The Church’s worship is the daily action by which the work of Christ is most visibly perpetuated. At each celebration, the Lord’s words and deeds are made present anew. Often times this can be lost in the midst of everything else that goes on inside our churches.
Too often the critique is made that Mass is boring. Clergy and lay-faithful alike wrestle with how to make our worship somehow more relevant to the sensibilities of today’s world. Perhaps the answer lies not so much in what we can do as in how we can come to worship God.
There comes a point in life when most of us begin to drive. It isn’t until then that the seemingly never-ending car rides of our youth suddenly do not seem so long. Those who are blessed with many earthly years almost without fail notice how much faster time seems to pass as we get older.
What links these examples is our level of engagement. Sitting in a car staring out the window can make time seem to crawl. Driving requires deep engagement, making time seem to advance. The longer we live the more we focus on time because our remaining days are fewer than before. The more we engage in something the less room there is for boredom because it means something to us.
Perhaps this is why the very first teaching of Vatican II spoke of the need for a deeper level of engagement in every Liturgical event: “Mother Church earnestly desires that all the faithful should be led to that fully conscious, and active participation in liturgical celebrations.”
What these words mean and how best to fulfill the noble desire has been the subject of much debate since they were first uttered in 1963. Initially “active participation” was interpreted as a call to action by which every Mass attendee had to have some role like lector, or extraordinary minister of holy Communion, or usher during the Liturgy. But a work-a-day Liturgy becomes as exhausting as the work-a-day world and can make us think more of ourselves than the One we have come to worship.

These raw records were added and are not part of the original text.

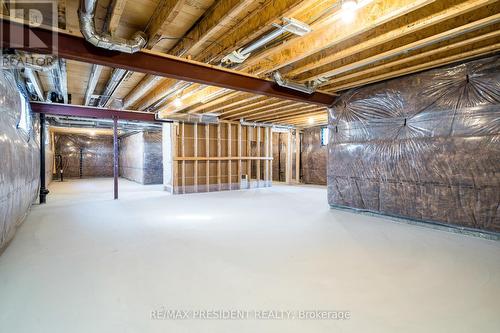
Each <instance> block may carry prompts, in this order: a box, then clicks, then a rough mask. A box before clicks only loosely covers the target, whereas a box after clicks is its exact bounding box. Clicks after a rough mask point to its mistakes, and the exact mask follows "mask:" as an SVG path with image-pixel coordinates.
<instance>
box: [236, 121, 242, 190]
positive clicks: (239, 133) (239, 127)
mask: <svg viewBox="0 0 500 333" xmlns="http://www.w3.org/2000/svg"><path fill="white" fill-rule="evenodd" d="M237 145H238V147H237V148H236V150H237V153H238V188H239V189H241V174H242V172H241V124H238V143H237Z"/></svg>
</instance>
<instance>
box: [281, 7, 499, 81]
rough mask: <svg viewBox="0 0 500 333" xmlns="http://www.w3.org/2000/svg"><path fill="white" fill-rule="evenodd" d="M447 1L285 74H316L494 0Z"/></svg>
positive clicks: (312, 57)
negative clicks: (362, 39)
mask: <svg viewBox="0 0 500 333" xmlns="http://www.w3.org/2000/svg"><path fill="white" fill-rule="evenodd" d="M448 2H449V4H446V5H444V6H443V7H444V8H443V9H442V10H440V11H438V12H431V13H430V15H428V16H425V17H422V18H419V19H418V20H417V21H415V22H413V23H412V24H404V25H403V26H401V27H398V28H396V29H393V30H390V31H387V32H383V31H381V33H380V34H377V35H376V36H375V37H374V38H370V39H368V40H364V41H361V42H360V43H356V44H355V45H352V46H350V47H347V48H344V49H339V50H334V52H333V53H332V54H329V55H327V54H325V53H324V52H320V53H317V54H316V55H313V56H311V57H309V58H308V59H307V60H308V61H307V63H306V64H304V65H300V66H298V67H297V68H295V69H293V70H291V71H289V72H288V73H287V76H290V77H295V78H296V79H297V80H302V79H303V78H304V76H298V75H299V74H301V73H304V72H308V71H310V72H311V74H312V75H315V74H318V73H317V72H316V71H313V70H314V69H316V68H318V67H321V66H324V65H327V64H331V63H334V62H335V61H337V60H339V59H343V58H347V57H350V56H352V55H354V54H357V53H360V52H363V51H366V50H368V49H371V48H374V47H376V46H379V45H382V44H384V43H387V42H390V41H392V40H395V39H397V38H401V37H404V36H408V35H411V34H413V33H416V32H418V31H420V30H423V29H426V28H428V27H431V26H433V25H436V24H439V23H441V22H443V21H446V20H449V19H451V18H454V17H457V16H459V15H463V14H467V13H469V12H471V11H473V10H476V9H478V8H481V7H482V6H485V5H488V4H490V3H493V2H495V0H475V1H467V2H461V3H458V4H455V5H453V1H451V0H449V1H448ZM437 5H438V4H436V6H437Z"/></svg>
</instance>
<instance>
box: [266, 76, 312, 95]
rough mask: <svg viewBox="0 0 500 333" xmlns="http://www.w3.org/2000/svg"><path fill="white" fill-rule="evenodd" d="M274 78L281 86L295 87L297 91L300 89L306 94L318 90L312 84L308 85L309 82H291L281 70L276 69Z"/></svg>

Perhaps the prophet Jeremiah said it best when he cried out, “You duped me, O Lord!” The word translated as “duped” can also mean “enticed,” or “seduced,” which helps us see that God did not so much call the prophet into action as He did captivate Jeremiah with His beauty. God’s beauteous deeds are captivating and the things that captivate must be contemplated, not acted upon, to be appreciated.

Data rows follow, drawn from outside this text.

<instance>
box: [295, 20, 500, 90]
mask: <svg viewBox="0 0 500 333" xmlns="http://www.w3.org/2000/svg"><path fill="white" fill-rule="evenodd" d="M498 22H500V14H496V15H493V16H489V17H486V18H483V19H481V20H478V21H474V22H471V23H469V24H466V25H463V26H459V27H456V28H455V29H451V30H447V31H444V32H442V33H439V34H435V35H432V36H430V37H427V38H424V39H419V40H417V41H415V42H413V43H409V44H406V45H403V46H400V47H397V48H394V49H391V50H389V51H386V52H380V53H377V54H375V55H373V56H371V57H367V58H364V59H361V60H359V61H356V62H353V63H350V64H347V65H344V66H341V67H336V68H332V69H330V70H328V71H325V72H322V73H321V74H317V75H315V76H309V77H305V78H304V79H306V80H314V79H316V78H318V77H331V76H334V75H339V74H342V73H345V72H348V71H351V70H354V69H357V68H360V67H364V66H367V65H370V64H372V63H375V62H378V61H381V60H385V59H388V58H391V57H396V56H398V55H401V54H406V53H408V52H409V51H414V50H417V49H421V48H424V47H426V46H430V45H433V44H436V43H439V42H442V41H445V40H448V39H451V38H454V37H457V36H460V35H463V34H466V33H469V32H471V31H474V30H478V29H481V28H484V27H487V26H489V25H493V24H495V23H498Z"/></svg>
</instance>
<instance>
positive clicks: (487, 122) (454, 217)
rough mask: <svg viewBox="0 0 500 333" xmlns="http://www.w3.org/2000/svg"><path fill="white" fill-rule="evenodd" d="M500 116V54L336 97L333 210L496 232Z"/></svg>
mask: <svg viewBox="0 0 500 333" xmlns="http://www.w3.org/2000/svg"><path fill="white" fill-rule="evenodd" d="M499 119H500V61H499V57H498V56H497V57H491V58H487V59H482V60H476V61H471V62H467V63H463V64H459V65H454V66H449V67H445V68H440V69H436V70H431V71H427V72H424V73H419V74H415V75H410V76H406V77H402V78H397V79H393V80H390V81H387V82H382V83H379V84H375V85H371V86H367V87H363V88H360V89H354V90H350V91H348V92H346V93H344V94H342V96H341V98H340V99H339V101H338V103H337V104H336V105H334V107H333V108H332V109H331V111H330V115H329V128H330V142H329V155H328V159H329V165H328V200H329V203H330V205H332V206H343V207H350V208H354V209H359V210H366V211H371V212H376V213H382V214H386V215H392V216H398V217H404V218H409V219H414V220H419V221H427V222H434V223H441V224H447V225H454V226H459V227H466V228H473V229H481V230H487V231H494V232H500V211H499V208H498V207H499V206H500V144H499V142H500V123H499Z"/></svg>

If our best music, decor, dress, and, most especially, our deepest contemplation manifest at the Liturgy then it reflects the work of Christ rather than that of man. The more we make it a reflection of human work, the more it can leave us as bored, tired, or unfulfilled. Participation need not be action of movement so much as action of the mind, which is where the Lord speaks most directly to us. Let go and let God.